ModeShift Vol. Issue 2 - March 2010


Better Blocks builds from the ground up

By Ted Villaire

After a solid launch in 2009, the Better Blocks program is poised to make an important difference in the coming year as it helps residents in underserved neighborhoods make their communities better places for active living.

Through workshops, discussions, visual assessments and technical support, the Better Blocks program guides local residents through the process of making changes to streets and sidewalks so they are safer and more inviting to non-motorized users.

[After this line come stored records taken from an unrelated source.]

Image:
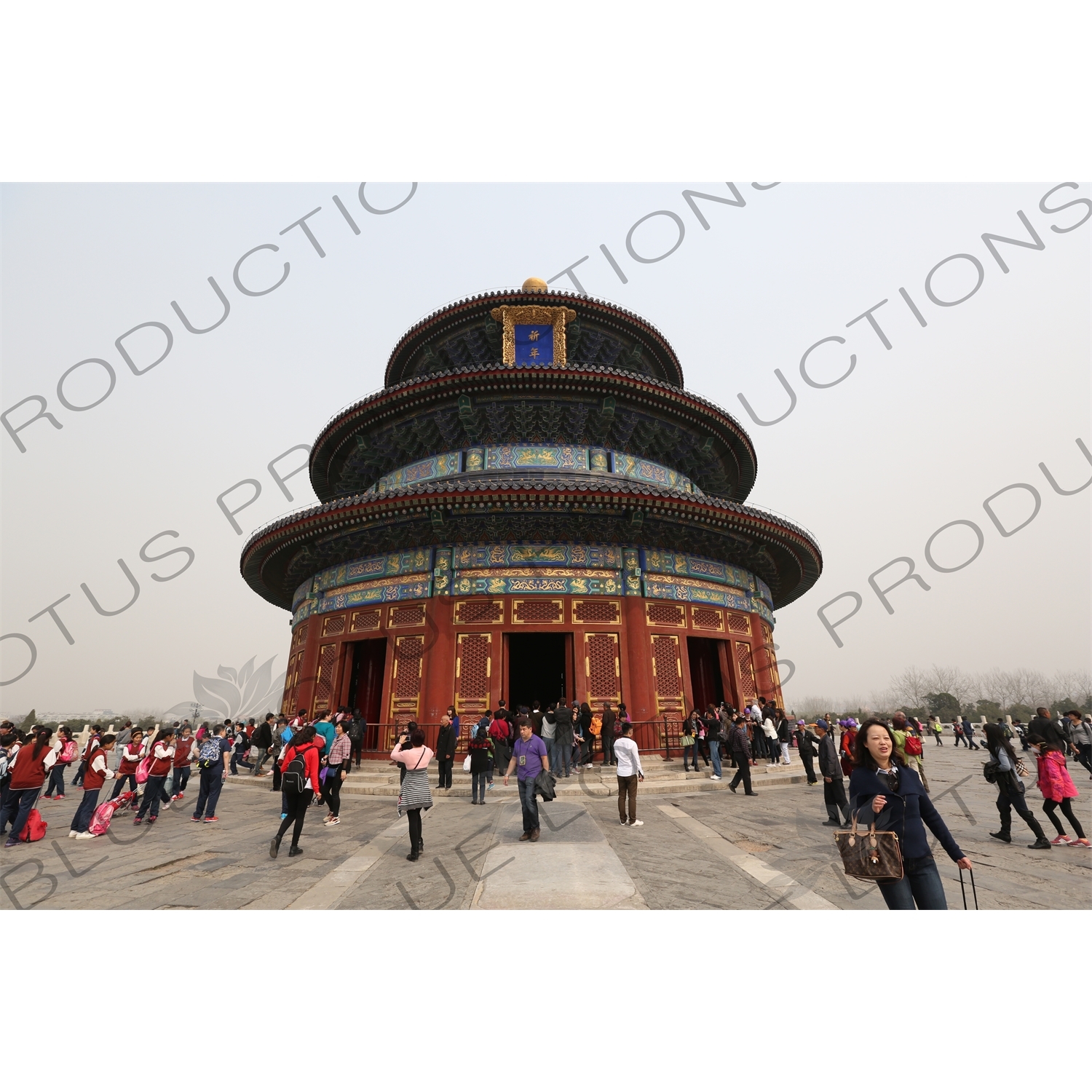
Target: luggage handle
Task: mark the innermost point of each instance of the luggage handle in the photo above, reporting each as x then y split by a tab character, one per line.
963	887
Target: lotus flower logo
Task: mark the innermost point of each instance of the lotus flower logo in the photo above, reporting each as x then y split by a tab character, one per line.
242	694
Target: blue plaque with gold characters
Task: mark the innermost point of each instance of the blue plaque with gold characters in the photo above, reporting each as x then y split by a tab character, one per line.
534	345
533	336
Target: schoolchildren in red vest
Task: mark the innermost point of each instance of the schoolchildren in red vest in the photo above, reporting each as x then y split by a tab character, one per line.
183	758
28	771
67	751
163	758
131	753
95	775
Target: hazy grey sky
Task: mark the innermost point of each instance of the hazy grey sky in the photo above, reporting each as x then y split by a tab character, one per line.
917	437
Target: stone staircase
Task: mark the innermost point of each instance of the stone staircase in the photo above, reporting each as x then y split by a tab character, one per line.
381	779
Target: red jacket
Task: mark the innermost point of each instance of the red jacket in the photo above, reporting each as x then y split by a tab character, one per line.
183	751
159	767
128	764
30	772
93	779
309	753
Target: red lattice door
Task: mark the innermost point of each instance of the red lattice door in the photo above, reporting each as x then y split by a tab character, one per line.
746	665
602	668
405	678
668	674
473	670
325	679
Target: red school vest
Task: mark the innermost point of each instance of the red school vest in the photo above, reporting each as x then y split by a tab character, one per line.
28	772
94	779
129	766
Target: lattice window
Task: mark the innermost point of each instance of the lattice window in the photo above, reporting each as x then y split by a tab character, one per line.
665	614
738	624
365	620
325	681
478	612
537	611
708	618
411	615
668	673
473	664
405	681
408	655
602	668
746	670
596	611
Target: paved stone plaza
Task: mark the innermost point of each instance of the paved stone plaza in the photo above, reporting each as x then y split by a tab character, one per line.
705	850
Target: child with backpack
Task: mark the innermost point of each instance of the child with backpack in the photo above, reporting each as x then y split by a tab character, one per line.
95	773
212	764
162	757
183	758
67	751
299	779
28	771
131	755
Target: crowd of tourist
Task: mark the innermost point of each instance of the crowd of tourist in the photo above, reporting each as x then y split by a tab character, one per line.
884	760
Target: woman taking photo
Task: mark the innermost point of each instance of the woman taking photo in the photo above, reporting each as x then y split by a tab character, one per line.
1010	792
298	786
889	794
1057	788
339	764
415	793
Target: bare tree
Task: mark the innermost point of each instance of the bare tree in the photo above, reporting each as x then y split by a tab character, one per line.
911	687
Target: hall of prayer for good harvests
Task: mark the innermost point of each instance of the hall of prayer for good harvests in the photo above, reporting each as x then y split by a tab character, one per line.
532	508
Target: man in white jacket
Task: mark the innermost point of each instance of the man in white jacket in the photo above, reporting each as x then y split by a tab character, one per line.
629	775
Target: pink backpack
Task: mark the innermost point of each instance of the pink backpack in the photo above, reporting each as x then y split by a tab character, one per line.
100	820
143	767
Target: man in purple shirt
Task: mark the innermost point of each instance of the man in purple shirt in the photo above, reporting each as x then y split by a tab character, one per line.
529	759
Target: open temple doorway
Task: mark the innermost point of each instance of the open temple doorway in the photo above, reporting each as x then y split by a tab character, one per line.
537	670
366	685
705	683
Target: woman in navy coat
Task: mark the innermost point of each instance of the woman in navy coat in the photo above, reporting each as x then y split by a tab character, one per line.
886	792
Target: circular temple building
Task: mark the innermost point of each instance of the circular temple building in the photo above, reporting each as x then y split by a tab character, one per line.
532	508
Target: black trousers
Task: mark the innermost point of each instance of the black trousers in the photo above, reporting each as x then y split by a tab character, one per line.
834	795
1067	810
298	803
808	767
743	773
1007	804
415	839
332	788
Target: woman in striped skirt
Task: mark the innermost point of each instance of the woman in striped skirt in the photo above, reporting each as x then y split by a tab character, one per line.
415	793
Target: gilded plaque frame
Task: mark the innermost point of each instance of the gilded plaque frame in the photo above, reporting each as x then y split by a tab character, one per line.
533	314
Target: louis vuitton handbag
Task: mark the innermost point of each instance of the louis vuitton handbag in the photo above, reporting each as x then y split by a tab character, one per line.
875	855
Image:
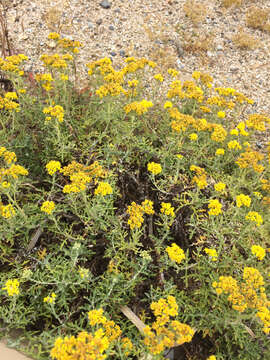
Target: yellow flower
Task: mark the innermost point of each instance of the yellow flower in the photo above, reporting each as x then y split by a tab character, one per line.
234	132
214	207
136	215
48	207
234	145
53	166
193	137
254	216
173	72
167	209
83	272
64	77
243	200
219	186
196	75
12	287
159	77
147	207
50	299
258	251
154	168
103	189
212	253
220	152
96	317
168	105
221	114
175	253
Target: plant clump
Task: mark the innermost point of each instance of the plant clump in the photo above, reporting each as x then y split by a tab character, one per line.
148	217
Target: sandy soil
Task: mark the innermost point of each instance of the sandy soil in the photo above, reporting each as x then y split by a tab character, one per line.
10	354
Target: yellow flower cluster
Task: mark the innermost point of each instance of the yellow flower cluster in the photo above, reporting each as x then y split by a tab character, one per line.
136	212
13	171
173	72
7	211
48	207
192	91
80	175
220	186
83	272
167	209
214	207
50	299
193	137
84	346
220	151
250	158
258	251
201	178
8	156
53	166
147	206
234	144
45	80
12	287
243	200
154	168
56	111
103	189
248	294
11	64
255	217
159	77
112	331
165	332
175	253
219	134
140	107
212	253
7	103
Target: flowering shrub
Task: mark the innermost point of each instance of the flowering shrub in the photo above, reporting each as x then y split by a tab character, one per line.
109	201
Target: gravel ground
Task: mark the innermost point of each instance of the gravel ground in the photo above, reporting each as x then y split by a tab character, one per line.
118	28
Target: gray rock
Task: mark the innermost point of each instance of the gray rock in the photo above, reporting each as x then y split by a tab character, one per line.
105	4
90	25
179	64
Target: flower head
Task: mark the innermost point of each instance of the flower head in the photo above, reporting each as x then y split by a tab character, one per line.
48	207
175	253
154	168
12	287
258	251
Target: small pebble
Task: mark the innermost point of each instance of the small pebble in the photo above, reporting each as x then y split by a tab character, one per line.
179	64
105	4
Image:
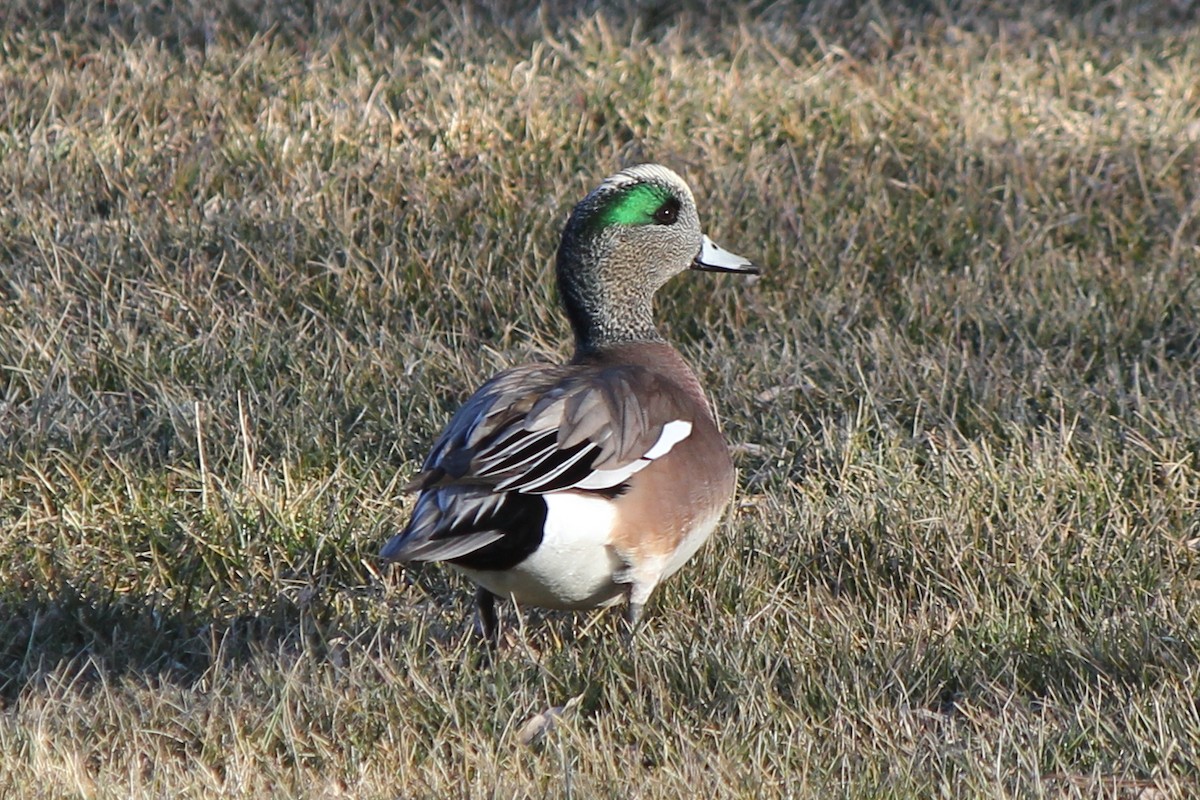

During Better Blocks workshops, residents look at crash data, they fill out surveys, and they discuss barriers that keep people from getting active on their blocks. Common problems may be a lack of lighting, speeding cars, and poor sidewalks. The program helps residents work out solutions to these problems by way of street signs, crosswalks, speed bumps, wider sidewalks and a host of other devices and strategies.

“Our blocks must be safe and accessible so that people have places to walk and kids have places to play,” said Tameeka Christian, a community organizer with LISC Chicago’s New Communities Program. In coming months, she will be helping Active Trans team up with the Lawndale Christian Development Corporation to introduce Better Blocks to representatives from nearly two dozen block clubs in Chicago’s Lawndale neighborhoods. “I would love to see the Better Blocks program take off in the Lawndale area,” she said.

An important part of the Better Blocks workshop is when the participants share their own stories about the challenges of getting around their neighborhood. “These personal stories help people see what they would like to change on the block and what they would like to preserve,” said Cynthia Bell, Active Trans community liaison who conducts the Better Blocks program. When participants identify problems such as crime and abandoned buildings, Bell connects them with the local organizations and agencies that can help.

After the workshop and assessments, Active Trans compiles all the information into a final report for the residents, who then begin the process of locating funding sources and key supporters. Active Trans provides necessary support and guidance as residents work with their alderman and others to turn their plan into a reality.

During 2009, Active Trans worked with block clubs on Chicago’s West and South Sides to bring Better Blocks programs to local neighborhoods.

Bell said the program focuses on underserved communities because these are places where improvements in walkablility are often most needed. Also, she said the African-American and Latino children who live in these communities have obesity rates higher that the rest of the population, and need more opportunities for active living.

The program—formerly called Active Living on the Block—is funded by a three-year $300,000 grant, the largest private foundation grant ever received by Active Trans. The Richard H. Driehaus Foundation, the Kresge Foundation, Bank of America, and the Alliance for Biking and Walking provided the funding.

During the coming year, Bell expects to see the program expand its reach by working with local school councils, PTAs, park advisory boards, and other community organizations. “We want to empower residents to make positive changes on their block,” said Bell, “People in the community know how to make it safer and easier to walk in their neighborhood. The residents are the experts.”